Interview Topics to Avoid

Topic Discriminatory Question
Family Status

Are you married?

What is your spouse's name?

What is your maiden name?

Do you have any children or plans to have them?

Are you pregnant?

What are your childcare arrangements?

Race What is your race?

What is your religion?

Which church do you attend?

What are your religious holidays?

Sex Are you male or female?
Arrests or Convictions of a Crime Have you ever been arrested?
Citizenship or Nationality Are you a U.S. citizen?

Are you disabled?

What is the nature or severity of your disability?

What is your condition?

Have you had any recent or past illnesses or operations?


In what branches of the armed forces did you serve?

If you've been in the military were you honorably discharged?

Letters of Reference

Unsolicited letters cannot be reviewed or considered as part of the candidate materials.

The search committee is not obligated to contact the referees. However, if letters are requested of one candidate at a given stage, they should be requested of all candidates at that stage. Applicants should not be deselected for lacking letters of reference unless a deadline for a specified required number of letters is provided to the applicants, and they have been notified of the missing letters and given an opportunity to rectify the situation. Analysts can send email reminders to applicants and referees regarding missing letters of reference and re-request letters in the system. Applicants can also re-request letters of reference from their referees, even after the final application deadline. Applicant requests to swap out referees after the deadline should be granted.

Letters of reference are often an important part of candidate evaluation. However, because a body of research indicates that women and candidates from minoritized groups on average receive more negative evaluations regardless of the level of their qualifications, care should be taken when giving them weight. Even a single “doubt raiser” phrase among many positive accolades (e.g., “the candidate has a somewhat challenging personality,” “she may be a good leader in the future”) can be sufficient to skew search committees’ overall assessment of a candidate.

Selecting the Final Candidate

Every department or school should have established protocols for making the final candidate selection in faculty searches, including procedures for evaluating, discussing, voting and making recommendations on top candidates. The department or school protocol should be followed consistently for each faculty search. Any significant departures from the established protocol should be discussed and agreed upon in advance.

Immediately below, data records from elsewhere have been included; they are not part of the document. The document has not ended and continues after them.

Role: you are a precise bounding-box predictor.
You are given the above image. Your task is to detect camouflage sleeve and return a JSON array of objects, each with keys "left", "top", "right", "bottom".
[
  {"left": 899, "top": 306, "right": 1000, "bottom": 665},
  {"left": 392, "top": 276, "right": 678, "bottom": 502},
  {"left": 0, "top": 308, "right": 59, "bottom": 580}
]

General guidelines for selection protocols and voting procedures

The role of the search committee in putting forward a recommendation about the finalists: Will the search committee be tasked with recommending a single candidate? Providing a ranking of the finalists (first, second, third)? Writing a summary of the strengths and weaknesses of each of the finalists? Whatever the method, the search committee should know at the outset of the search what the expected outcome is.

Differences of opinion: Determine how differences of opinion about the finalists among the search committee members will be handled. Does each member provide their own rank ordered list? Does the committee need to come to consensus on the finalists? Is there a vote taken among search committee members to determine the order of the finalists?

Presentation to the faculty: Determine how the search committee recommendation or summary will be presented to the department faculty. If department faculty will engage in discussion regarding the candidates put in place a standard protocol, ensuring that the discussion focuses on the selection criteria rather than one-off comments, or individual experiences.

Department voting procedures. Candidates should be evaluated on their own merit. Votes taken should be based on individuals rather than in relation to other candidates. It is sometimes necessary to hold several if/then votes if there are multiple strong finalists. For example: (1) Is Candidate X above the bar for appointment at Berkeley? (2) Is Candidate Y above the bar for appointment at Berkeley? (3) (If votes are positive for both candidates) Which of the two candidates do you recommend for appointment, Candidate X or Y? (4) (Depending on whether X or Y receives the most votes) Do you recommend making an offer to (the other one) if (the first one) declines?

Communicating with Candidates

Maintain communication with candidates. Keep them informed about where the department or school is in the process, so they know whether or not they are still under consideration. These processes are often long, which is not understood by some prospective first‐time faculty.

Respect unsuccessful candidates’ time by notifying them of their non‐selection as soon as a firm decision has been made, and prior to public announcement of appointments, rather than waiting until the entire search process has been completed. As soon as possible after an offer is accepted, finalists not chosen should be notified.

Discussing the soft offer and updating applicant statuses

When the top candidate has been identified through a vote and the unit has communicated this to the individual, assign the status of 'soft offer extended.' The discussion of the offer should make it clear that all terms are contingent on approval by the Chancellor. The discussion should include salary, anticipated start date, start-up needs, space requirements, housing support and partner hiring or child care needs (if any).

Be careful not to make promises that cannot be kept. Offers should not include guarantees on matters such as child care, housing, or transfers of sabbatical credit. If something is beyond your immediate control or not supported by UC policy, do not promise or imply it in the process of making the offer or in hiring‐related conversations.

When the candidate has agreed to the preliminary soft offer (agreement "in principle"), move the status to 'proposed candidate' and put forward a search report and appointment case. If the candidate declines the soft offer at any point before the campus makes an official offer, use 'soft offer declined.'

Evaluating the Process

Debrief as a committee after each search to evaluate the process and explore aspects that can be improved in future searches.